I had just gotten married, and I’d decided to take the Masters degree and head out to Seattle.

So the site just sat there, unused, a collection of stubs with a smattering of student articles. About ten years later they took it down. It changed my life: it got me into educational technology, which has more or less been my field since then, and it still forms the model of so much of what I try to do in my work with professors and students.

But the site itself? It died. It was my first lesson in what has been a recurring theme throughout my life: People make things possible. Institutions make them last.

I had worked my heart out for this thing, evangelized widely, written up the prototypes and the stubs, explained it to the college. But I hadn’t institutionalized it. And so it was bound to die the minute I left.

Why do I mention this? Partially because I am prone to occasional bouts of nostalgia. But also because I want to respond to a lengthy (and good) Twitter debate about the value of OER as a path to Open Pedagogy.

You see, Open Pedagogy — student blogs, wikis, etc. — has been sitting in the backseat of the Initiative-mobile for what seems like forever, while OER and friends drive around doing errands, fiddling with the radio, and pushing the seats way too far back. And we keep getting told — oh no, just one more stop, and then we’ll get to the pedagogy piece, I swear.

But the next stop is Burger King, where OER orders up a Value Meal and a shake and asks the Open Pedagogy folks in the backseat whether they want a water or something. “You hot back there? Yeah, absolutely, just a few more stops and we’ll get to pedagogy. I swear.”

Then it’s off to the textbook store. Plus, it seems like every 20 minutes someone is walking up and writing OER a check. “I love your work! What’s that in the back, luggage?”

So Open Pedagogy gets a bit cranky. There’s a lot of effort and a LOT of money flowing into resources; pedagogy, on the other hand, not so much. And what Open Pedagogy keeps hearing, for ten years now, is this is Phase One. Phase Two, after we open the materials up, we SWEAR, it’ll be all about you folks. Just a few more stops.

So when we have Twitter debates like yesterday the way I read it is that Jim Groom (and others) are saying “Enough of this. Let me out of the frickin’ car. We’ll find our own ride.”

And I’m the person in the backseat saying — “I think it really is a just few more stops.”

Which maybe means I’m a chump.

But here’s what I know. The death of the Persona Project was the norm, not the exception. It happens all the time. Where I work right now had a great student and teacher wiki up in 2008. But it got nuked in a transition. The Homelessness Awareness wiki I worked on with Sociology students (and demo’d with Jim Groom in 2011) is ghost-towned. The disability research one has been slammed by spam. And even more than that, each time I work with a professor on these things (most recently on a Colonial Theory wiki) we spin up from scratch, and leave it to rot afterwards.

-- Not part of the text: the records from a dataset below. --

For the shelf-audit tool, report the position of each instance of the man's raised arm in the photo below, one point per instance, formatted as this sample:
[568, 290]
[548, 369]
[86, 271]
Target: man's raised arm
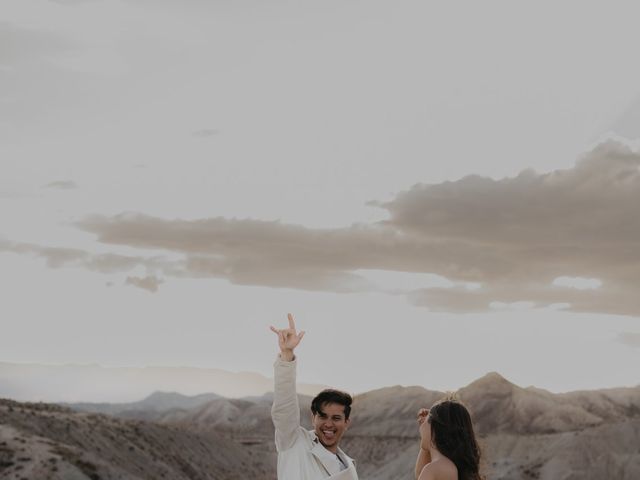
[285, 412]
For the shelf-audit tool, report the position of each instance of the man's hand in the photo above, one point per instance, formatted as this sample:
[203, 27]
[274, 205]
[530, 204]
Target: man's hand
[288, 339]
[423, 413]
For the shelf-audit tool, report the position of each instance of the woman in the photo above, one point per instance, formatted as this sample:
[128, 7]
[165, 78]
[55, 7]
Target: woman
[448, 446]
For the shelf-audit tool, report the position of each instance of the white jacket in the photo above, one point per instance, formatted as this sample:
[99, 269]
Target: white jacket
[301, 456]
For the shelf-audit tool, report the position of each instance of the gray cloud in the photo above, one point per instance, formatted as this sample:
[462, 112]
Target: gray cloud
[149, 283]
[57, 257]
[20, 46]
[62, 185]
[631, 339]
[511, 236]
[207, 132]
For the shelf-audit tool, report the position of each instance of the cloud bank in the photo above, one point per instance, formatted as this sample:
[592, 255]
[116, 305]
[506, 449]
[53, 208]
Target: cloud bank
[566, 239]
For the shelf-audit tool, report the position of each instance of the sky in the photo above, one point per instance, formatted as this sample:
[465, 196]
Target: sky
[434, 190]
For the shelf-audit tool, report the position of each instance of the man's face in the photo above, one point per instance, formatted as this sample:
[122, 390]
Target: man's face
[330, 424]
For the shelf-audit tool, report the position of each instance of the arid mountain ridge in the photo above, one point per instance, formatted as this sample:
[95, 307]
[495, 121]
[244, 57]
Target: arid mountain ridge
[527, 433]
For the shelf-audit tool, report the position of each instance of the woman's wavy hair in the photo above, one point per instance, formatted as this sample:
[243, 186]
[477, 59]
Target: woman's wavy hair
[452, 434]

People make things possible. And we have such great, great people in Open Pedagogy.

But institutions, they are what make these things last. And my sense is that the recurring cycle of CELT and TLT center layoffs is all you need to look at to see how much of what we do is built on sand. It scares the heck out of me. It really does.

What keeps me in the back seat of the Initiative-mobile, besides the passion of the students around this issue, is that OER has done the hard work of bringing OER work to the center of the institution, rooting it in institutional policy and practice in a way that Open Pedagogy hasn’t been able to do. And while we like to scoff at all the mucky-muck bureaucracy around training, budgets, policy and messaging, it’s precisely that stuff that prevents your dream initiative of today morphing into rotting infrastructure of tomorrow. It’s all too easy in this business to end up the new interactive whiteboard — bought one year as the must-have accessory and abandoned the next.

What I see in these OER initiatives is a way to plug Open Pedagogy into the institution at a molecular level. A way to build infrastructure that survives staff turnover, and the inevitable disintegration of your teaching and technology unit. A way to foster cross-institutional collaboration that doesn’t require Herculean efforts.

This isn’t because I don’t care about DIY, or people power, or mavericking it. It’s because I respect the work that all of us do in the open — faculty, students, staff — and want to see that work plugged as deeply into the university as the textbook industry used to be. I don’t want to re-graft open practice onto classes each semester; I want it to be at the heart of what we do. And if you want to do that you have to start by replacing the proprietary textbook.

Anyway, that’s why I stay in the car and help out with these things. And that’s also why I completely sympathize with the frustrations of others, who are tired of waiting. But in the end, I do believe it’s worth it, and I do believe we’re on the verge of a change in focus here.

After just a few more stops. 😉

7 thoughts on “Putting Student-Produced OER at the Heart of the Institution

  1. Maybe one of the ways we could harness this is in the multi-lingual multi-cultural sphere? I see so many MLMC students sinking into the dominant western constructivist pedagogy and surely a communal effort that combines linguistic and cultural chorus could really build something that would be “hand me downable”?
    See my blog on cultural myopia (http://thinkspace.csu.edu.au/informativeflights/2016/08/30/is-digital-scholarship-limited-by-cultural-myopia/), every year I see students and families re-inventing the wheel in isolation and that’s just in a K-12 environment – can you imagine what’s going on in tertiary education around the world?